Do you know what is the case and is there ever a disadvantage on putting the flag on? And if there are no disadvantages, then why it isn’t the default flag on?
This question sounds familiar somehow . Redirecting to Google Groups
Is there a simple function which tests the GPU is configured correctly?
As I did what @hughperkins suggested on the following MNIST example:
Yet my system won’t run (Calculation will stop with error).
Thank You.
@Royi I usually do the following, from bash:
nvidia-smi
python -c 'import torch; print(torch.rand(2,3).cuda())'
If the first fails, your drivers have some issue, or you dont have an (NVIDIA) GPU
If the second fails, your pytorch instalaltion isnt able to contact the gpu for some reason (eg you didnt do conda install cuda80 -c soumith
etc…)
(edit: if both the above succeed; I never saw any configuration error beyond that, other than my own coding error BUT if you try to run on a V100, using cuda 8 pytorch, the second statement will hang for ~5 minutes, whilst it creates the cache. But it’ll do this each time, so it’s useless, and you’ll need to use cuda 9 pytorch, (or not use a V100))
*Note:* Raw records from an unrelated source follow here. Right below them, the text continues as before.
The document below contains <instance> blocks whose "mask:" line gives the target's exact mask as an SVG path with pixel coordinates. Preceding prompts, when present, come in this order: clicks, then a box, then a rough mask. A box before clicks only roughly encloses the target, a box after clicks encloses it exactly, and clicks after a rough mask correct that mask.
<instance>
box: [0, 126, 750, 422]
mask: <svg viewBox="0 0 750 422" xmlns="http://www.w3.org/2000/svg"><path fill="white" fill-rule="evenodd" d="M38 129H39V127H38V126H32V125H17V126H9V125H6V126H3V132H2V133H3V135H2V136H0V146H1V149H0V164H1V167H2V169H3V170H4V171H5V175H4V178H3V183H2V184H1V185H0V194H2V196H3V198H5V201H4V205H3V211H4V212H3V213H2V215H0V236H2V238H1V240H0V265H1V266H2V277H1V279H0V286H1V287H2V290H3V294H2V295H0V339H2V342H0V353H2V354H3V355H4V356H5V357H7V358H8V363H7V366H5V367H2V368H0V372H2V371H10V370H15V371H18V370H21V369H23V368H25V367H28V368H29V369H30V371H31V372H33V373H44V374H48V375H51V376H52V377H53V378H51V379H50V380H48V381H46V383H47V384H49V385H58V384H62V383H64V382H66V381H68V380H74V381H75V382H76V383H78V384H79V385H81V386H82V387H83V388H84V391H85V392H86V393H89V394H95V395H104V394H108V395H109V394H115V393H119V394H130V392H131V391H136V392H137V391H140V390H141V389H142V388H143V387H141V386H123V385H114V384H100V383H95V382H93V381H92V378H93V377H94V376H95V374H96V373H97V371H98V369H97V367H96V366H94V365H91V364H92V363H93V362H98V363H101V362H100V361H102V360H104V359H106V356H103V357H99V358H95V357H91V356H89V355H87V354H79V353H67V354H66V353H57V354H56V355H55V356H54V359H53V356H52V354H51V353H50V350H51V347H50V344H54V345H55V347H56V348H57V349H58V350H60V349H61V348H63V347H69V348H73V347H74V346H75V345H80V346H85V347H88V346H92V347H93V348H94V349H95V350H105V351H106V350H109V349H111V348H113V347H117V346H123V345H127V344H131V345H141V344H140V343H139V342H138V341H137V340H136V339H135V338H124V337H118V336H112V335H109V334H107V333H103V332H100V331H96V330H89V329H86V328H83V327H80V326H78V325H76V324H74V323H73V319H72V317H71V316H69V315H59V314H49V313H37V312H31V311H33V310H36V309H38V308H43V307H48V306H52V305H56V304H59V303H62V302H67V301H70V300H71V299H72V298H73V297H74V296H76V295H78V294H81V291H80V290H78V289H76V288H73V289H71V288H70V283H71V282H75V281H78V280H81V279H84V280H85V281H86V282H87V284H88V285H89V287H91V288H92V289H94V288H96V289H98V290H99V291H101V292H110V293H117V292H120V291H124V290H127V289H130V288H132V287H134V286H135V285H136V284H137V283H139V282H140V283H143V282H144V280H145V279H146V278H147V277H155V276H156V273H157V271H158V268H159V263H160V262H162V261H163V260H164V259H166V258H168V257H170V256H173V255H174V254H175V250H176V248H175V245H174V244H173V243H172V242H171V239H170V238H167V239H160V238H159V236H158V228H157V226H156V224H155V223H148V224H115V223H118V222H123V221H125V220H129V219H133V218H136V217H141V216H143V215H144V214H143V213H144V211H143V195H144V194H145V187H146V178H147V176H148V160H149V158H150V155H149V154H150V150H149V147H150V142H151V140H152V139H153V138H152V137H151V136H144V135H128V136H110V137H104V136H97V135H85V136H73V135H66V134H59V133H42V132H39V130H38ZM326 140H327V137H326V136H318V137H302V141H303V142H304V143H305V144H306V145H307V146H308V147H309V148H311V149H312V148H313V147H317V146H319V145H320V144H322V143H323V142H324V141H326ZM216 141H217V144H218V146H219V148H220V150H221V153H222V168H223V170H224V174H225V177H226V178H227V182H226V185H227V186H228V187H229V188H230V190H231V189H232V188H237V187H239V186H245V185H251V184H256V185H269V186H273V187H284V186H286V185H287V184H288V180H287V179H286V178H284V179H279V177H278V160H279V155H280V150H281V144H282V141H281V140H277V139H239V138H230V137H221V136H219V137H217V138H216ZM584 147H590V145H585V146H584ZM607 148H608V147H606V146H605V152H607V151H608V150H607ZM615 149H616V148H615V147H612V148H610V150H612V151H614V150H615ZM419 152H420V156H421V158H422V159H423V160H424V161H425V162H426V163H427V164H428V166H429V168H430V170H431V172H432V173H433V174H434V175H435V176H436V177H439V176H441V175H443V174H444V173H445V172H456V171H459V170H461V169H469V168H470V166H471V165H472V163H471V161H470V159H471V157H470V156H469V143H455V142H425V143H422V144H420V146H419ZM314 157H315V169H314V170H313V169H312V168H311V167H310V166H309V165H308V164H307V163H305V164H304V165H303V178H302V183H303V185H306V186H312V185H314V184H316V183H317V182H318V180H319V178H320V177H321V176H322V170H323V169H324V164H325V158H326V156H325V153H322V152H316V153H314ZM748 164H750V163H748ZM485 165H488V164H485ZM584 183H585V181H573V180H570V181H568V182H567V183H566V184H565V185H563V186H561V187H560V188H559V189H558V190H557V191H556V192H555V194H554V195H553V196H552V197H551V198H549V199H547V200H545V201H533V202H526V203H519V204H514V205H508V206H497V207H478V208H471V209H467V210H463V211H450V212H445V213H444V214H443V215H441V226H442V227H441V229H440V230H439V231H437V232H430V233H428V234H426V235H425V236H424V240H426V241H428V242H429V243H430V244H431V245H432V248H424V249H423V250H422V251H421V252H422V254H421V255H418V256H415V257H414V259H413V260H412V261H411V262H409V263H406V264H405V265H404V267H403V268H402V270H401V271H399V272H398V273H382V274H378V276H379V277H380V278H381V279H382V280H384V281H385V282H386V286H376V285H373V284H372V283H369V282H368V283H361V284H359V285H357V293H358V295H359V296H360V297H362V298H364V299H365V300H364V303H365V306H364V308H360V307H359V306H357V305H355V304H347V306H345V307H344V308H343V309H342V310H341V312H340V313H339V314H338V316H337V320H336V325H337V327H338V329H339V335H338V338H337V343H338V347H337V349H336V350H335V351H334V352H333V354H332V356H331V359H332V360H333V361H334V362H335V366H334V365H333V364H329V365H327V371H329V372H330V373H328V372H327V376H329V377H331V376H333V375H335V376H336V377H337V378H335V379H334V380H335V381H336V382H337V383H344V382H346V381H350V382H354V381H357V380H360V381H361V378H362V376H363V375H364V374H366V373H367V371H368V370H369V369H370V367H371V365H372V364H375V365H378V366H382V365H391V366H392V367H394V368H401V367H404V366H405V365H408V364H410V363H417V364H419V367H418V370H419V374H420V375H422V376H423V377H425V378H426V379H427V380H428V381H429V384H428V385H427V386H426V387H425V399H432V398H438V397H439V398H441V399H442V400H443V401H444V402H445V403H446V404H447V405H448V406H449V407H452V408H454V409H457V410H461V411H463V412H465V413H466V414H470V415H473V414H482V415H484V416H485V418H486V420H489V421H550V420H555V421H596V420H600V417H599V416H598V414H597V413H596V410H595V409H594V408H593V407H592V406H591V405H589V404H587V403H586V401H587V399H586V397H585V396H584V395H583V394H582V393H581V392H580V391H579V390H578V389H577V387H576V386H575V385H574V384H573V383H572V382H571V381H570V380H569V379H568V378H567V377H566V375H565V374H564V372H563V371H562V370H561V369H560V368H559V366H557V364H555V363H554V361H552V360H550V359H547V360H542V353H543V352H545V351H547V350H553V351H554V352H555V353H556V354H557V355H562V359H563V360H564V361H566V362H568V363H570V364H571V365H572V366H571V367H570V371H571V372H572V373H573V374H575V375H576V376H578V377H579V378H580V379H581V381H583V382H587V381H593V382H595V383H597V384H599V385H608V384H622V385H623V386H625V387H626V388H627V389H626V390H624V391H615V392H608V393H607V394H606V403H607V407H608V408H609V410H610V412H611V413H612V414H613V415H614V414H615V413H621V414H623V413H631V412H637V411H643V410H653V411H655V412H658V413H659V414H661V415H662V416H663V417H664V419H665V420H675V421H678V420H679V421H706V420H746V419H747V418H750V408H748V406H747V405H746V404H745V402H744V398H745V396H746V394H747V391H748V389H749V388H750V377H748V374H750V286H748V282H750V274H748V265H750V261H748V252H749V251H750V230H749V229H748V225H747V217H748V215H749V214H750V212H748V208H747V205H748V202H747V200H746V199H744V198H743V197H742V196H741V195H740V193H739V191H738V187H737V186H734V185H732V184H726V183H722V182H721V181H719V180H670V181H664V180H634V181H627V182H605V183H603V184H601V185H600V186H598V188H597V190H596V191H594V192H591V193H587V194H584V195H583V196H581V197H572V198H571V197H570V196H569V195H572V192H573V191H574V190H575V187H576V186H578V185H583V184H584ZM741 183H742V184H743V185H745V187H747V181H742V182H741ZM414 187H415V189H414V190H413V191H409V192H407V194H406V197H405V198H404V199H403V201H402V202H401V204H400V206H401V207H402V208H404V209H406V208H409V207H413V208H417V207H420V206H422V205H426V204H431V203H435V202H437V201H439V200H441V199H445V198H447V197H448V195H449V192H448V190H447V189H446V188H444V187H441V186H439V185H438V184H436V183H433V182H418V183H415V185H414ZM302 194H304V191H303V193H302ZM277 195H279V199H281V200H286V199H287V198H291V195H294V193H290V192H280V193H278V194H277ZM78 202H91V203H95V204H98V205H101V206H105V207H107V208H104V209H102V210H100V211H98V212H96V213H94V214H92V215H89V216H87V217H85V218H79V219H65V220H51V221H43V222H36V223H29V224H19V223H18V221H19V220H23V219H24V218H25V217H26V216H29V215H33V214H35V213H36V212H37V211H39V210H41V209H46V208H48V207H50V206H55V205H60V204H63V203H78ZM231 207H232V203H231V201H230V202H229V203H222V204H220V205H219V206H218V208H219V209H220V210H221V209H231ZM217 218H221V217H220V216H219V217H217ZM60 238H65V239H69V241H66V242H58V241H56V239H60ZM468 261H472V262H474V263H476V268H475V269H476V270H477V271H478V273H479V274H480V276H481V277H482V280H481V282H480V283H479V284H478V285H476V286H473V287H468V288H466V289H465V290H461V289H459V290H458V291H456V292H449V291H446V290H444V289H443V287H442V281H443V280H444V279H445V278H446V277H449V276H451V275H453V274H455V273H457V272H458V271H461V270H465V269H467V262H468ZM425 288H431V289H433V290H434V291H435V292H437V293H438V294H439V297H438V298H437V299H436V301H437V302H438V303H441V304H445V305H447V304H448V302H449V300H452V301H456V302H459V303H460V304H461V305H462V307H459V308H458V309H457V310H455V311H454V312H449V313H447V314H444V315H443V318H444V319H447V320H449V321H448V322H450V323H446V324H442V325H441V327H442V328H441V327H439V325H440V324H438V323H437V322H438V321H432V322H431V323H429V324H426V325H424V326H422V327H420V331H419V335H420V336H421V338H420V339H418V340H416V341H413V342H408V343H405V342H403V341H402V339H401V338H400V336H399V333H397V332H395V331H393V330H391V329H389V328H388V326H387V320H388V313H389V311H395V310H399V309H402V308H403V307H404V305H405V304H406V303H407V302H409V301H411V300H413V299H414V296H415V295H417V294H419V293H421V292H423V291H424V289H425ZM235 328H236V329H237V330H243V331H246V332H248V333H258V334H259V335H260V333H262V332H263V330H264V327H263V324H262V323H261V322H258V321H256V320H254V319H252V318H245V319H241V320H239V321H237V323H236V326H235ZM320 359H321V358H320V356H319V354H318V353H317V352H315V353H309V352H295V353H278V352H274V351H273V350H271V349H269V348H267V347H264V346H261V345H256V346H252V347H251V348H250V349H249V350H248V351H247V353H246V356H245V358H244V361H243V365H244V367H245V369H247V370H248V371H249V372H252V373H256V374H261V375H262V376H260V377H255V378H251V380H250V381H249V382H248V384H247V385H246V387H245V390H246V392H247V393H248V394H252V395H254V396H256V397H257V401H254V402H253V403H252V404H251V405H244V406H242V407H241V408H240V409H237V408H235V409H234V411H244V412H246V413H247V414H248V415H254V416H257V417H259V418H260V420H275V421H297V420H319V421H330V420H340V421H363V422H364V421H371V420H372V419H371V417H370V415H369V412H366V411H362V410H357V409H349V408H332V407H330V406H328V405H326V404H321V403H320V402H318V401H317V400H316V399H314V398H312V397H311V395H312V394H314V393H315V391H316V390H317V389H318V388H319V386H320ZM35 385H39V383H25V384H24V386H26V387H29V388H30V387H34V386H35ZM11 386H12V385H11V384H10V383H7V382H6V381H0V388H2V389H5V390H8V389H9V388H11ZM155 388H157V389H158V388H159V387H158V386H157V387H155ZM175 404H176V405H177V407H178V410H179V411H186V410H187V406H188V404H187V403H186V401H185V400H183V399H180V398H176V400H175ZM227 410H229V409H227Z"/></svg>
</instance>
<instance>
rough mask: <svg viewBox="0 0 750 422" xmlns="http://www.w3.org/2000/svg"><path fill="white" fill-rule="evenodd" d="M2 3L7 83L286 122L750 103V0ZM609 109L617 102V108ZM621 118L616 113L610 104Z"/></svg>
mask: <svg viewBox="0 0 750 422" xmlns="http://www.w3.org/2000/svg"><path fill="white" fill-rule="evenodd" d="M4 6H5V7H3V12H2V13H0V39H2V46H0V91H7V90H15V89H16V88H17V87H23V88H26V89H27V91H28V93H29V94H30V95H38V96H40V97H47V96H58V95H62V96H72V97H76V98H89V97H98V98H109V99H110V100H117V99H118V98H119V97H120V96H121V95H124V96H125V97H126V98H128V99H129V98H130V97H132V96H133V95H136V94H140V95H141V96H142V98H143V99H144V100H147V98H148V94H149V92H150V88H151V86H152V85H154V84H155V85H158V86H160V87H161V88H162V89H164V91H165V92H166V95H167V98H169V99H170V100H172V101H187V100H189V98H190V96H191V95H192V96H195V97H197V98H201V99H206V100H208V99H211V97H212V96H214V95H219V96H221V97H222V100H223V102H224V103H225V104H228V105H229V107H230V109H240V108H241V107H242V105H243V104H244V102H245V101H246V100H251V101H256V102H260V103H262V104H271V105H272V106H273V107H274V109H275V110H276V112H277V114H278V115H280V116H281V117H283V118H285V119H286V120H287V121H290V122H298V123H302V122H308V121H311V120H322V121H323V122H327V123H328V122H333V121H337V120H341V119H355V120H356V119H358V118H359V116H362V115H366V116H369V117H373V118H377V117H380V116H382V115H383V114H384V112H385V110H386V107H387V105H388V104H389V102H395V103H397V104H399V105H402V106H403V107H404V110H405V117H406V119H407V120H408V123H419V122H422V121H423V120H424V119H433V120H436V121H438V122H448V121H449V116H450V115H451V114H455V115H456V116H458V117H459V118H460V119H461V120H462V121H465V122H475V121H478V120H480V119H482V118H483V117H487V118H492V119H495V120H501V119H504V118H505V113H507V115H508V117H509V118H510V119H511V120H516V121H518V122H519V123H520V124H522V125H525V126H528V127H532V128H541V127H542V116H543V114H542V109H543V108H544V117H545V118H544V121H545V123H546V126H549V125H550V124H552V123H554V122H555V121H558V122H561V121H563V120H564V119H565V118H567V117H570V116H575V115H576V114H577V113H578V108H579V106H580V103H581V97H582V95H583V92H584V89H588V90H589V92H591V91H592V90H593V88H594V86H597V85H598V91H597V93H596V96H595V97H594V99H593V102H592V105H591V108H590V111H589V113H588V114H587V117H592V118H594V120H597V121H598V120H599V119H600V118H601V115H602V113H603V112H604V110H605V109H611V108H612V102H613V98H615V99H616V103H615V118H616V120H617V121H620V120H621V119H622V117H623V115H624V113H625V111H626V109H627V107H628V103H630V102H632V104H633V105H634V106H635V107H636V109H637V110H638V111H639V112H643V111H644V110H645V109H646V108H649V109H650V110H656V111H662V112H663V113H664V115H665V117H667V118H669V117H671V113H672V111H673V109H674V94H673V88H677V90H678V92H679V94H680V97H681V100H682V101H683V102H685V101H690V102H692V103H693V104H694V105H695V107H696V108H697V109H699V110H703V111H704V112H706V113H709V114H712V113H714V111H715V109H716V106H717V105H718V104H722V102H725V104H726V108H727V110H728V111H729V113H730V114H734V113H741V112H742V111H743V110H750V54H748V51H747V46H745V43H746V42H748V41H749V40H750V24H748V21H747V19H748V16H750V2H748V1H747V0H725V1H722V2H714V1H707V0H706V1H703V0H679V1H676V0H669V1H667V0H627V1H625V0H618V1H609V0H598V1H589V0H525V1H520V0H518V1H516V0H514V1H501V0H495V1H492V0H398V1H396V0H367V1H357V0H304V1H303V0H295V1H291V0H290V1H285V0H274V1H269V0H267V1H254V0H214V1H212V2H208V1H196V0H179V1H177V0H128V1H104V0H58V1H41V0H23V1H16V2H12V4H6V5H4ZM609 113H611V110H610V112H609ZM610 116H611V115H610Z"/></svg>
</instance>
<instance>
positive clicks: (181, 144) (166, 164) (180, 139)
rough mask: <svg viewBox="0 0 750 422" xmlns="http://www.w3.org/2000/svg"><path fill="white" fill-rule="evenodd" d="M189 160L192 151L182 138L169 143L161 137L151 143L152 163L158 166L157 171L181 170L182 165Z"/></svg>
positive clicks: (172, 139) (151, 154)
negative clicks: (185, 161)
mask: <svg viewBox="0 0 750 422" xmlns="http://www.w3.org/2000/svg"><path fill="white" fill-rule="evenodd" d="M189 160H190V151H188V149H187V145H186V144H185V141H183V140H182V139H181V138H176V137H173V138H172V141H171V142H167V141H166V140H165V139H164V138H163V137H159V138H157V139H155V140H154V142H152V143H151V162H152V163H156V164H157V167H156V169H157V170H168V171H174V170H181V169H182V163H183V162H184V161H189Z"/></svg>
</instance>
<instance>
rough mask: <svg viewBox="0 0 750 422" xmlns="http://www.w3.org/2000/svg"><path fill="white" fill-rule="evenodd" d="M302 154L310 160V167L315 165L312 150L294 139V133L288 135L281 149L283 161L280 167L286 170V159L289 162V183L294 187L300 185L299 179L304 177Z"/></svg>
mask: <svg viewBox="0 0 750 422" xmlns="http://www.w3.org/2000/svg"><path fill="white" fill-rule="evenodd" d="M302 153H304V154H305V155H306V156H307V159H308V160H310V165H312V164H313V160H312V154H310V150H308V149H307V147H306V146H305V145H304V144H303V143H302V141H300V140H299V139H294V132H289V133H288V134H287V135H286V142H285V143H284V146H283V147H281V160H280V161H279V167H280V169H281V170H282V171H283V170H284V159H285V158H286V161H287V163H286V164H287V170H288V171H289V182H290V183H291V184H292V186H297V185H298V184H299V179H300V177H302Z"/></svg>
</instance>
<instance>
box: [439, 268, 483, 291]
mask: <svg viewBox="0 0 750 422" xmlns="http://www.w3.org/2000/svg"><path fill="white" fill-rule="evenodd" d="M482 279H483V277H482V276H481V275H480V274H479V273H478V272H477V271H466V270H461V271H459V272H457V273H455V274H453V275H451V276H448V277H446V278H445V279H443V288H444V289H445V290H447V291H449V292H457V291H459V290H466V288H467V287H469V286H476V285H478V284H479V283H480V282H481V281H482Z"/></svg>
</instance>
Hi when I try this codes, the second failed with the info. :Segmentation fault (core dumped). But when I add CUDA_VISIBLE_DEVICES=1 it works. only when I using CUDA_VISIBLE_DEVICES=0 it is failed. Can you PLS tell me why and give any suggestion.
I’m trying to implement the methods at the beginning of this thread as follows:
model = model.cuda()
torch.backends.cudnn.benchmark=True
import time
start = time.time()
model.train()
train_loss = []
train_accu = []
i = 0
for epoch in range(20):
for data, target in train_loader:
data, target = (Variable(data).double()).cuda(), (Variable(target).long()).cuda()
optimizer.zero_grad()
output = model(data.view(batch_size,1,64,64))
loss = F.nll_loss(output, target) # Negative log likelihood (goes with softmax).
loss.backward() # calc gradients
train_loss.append(loss.data[0]) # Calculating the loss
optimizer.step() # update gradients
prediction = output.data.max(1)[1] # first column has actual prob.
accuracy = (prediction.eq(target.data).sum()/batch_size)*100
train_accu.append(accuracy)
if i % 10 == 0:
print('Epoch:',str(epoch),'Train Step: {}\tLoss: {:.3f}\tAccuracy: {:.3f}'.format(i, loss.data[0], accuracy))
i += 1
end = time.time()
print('TRAIN TIME:')
print('%.2gs'%(end-start))
But when I train, I just get a constant accuracy of 0%. Am I missing some part where I need to cast to .cuda() ?
prediction.eq(target.data)
returns a byte tensor/variable. Summing it up and dividing it by a batchsize would lead to zero.
Try it with
accuracy = (prediction.eq(target.data).float().sum()/batch_size)*100
Ah yes it would wouldn’t it! Worked beautifully, thanks!
Would it matter that I’ve called .cuda() on data before turning it into a variable or should i be doing Variable(data).double().cuda() ?
This should both work equally good.
I would recommend switching to pytorch 0.4 as both classes are merged in this release
hello dear i have the same issue. i don’t know how to solve it. could you help me please.
Hi,
I am struggling with running Pytorch on GPU. I created a simple fully connected network, set batch_size very large to make sure all data will be fed for the first time, and put my model, X and y to GPU using to('cuda')
. The training takes long time comparing to Keras on GPU, and takes similar time to that if I set os.environ["CUDA_VISIBLE_DEVICES"]="-1"
such that training will be run on CPU. I wonder if I miss any import step to run Pytorch on GPU.
In fact I observed timing difference for a CNN network - GPU runs faster than CPU. However, I cannot manage to realise it for a fully connected network. The size of the network won’t change the conclusion.
Is there any test code for a fully connected deep network running on GPU? All examples on the web that I can find are CNNs.